An underlying problem in the EU is the tension between centralization and decentralization of legislation. The European Commission (EC) and EU member states are often working at cross purposes, with the EC trying to propose European legislation and the member states trying to minimize its impact. While this tension will always undergird any proposed European legislation, the ICREL Consortium wants to make sure that stakeholders speak with one voice to the EC when they submit proposals for change this time around.
“This time, we should bring the stakeholders together early, let them work out where there are common needs, where there is common ground, where there are really big differences, where to work on the differences and then find a way to bring the differences among the groups together, have them work out the best solutions that fit best for all of them and then come up with a combined proposal to the Commission, so the Commission then only has to deal with the member state issue. That is what we are doing now,” Klingmann said.
To this end, ICREL has also become part of a larger initiative, Roadmap Initiative for Clinical Research in Europe, involving nine organizations–ECRIN, ICREL, European Group for Blood Marrow Transplantation (EBMT), Centre for Blood Marrow Transplantation Research (CIBMTR),EFGCP,EORTC,CLINT: Facilitating international perspective clinical trials in stem cell transplantation, University of Central Lancashire-Centre for Professional Ethics (UCLAN), European LeukaemiaNet (ELN)–to start this common opinion generating process.
At the top of the Initiative’s agenda is finding a system, covering all types of trials, where the European Medicines Agency and the national competent authorities work more closely together in the CTA process to avoid duplication of effort. As it stands now under the directive, sponsors must seek review from every competent authority in every country where they run multinational clinical trials. After the competent authorities do the same review, many conclude different things and come back to the sponsor company with additional requests, which can result in substantial amendments to reconcile the various requests. This adds time and money to the process.

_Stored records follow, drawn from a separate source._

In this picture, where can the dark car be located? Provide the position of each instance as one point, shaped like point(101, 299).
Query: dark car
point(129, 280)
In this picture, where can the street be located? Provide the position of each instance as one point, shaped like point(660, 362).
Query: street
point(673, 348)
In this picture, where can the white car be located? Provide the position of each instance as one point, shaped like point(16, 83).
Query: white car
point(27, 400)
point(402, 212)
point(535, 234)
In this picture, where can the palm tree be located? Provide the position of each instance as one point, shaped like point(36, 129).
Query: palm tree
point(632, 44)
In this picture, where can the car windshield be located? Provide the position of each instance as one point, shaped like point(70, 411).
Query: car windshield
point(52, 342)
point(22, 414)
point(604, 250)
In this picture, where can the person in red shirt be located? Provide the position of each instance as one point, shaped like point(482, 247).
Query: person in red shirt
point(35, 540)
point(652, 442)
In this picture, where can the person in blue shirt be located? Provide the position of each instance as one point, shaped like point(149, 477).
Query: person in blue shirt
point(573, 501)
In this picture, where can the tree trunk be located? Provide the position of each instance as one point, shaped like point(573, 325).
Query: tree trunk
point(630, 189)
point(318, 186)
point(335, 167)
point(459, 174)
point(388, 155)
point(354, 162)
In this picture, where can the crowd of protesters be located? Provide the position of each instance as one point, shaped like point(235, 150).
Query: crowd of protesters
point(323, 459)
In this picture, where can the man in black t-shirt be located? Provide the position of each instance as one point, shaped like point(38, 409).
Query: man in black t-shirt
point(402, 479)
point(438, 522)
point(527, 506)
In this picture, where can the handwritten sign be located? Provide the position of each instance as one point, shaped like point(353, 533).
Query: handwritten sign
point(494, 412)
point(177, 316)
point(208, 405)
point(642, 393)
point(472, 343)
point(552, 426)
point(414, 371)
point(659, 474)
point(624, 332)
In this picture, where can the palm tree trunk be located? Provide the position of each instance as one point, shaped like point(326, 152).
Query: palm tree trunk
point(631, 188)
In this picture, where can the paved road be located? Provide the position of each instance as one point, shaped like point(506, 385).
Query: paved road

EFGCP is organizing the first of a series of workshops, starting on July 7, called “A Single European CTA: Dream or Option.” Other upcoming workshops will include discussions about a risk-based approach, safety reporting requirements, sponsor responsibilities and definitions of co-sponsorship, definitions of terms in the directive and ethical review. The final workshop will discuss all the results from the previous ones and culminate with a list of suggestions for improvement to the EC.
Ultimately, the Road Map Initiative for Clinical Research in Europe would like new, robust legislation, but the European Commission is currently under a major reorganization after European Parliament elections last month. Therefore, the Commission will make a decision next year about whether it is necessary to go through the lengthy and difficult process of developing new legislation. In the mean time, the Initiative is looking to make as many productive proposals for changes to the current directive as possible.
“What we really hope is that this will be a first step and that there will be a snowball effect and that we will be able to bring more organizations into this initiative so that we have a broad, common basis of stakeholders,” Klingmann said. “The more people talk with each other and the more they understand the needs of the others, the less energy is wasted on emotional debates at a later stage when there is a proposal on the table, because people know then that this is a compromise and accept that more easily when they have been involved in the discussion and when they know that their representatives have been involved in the compromise.”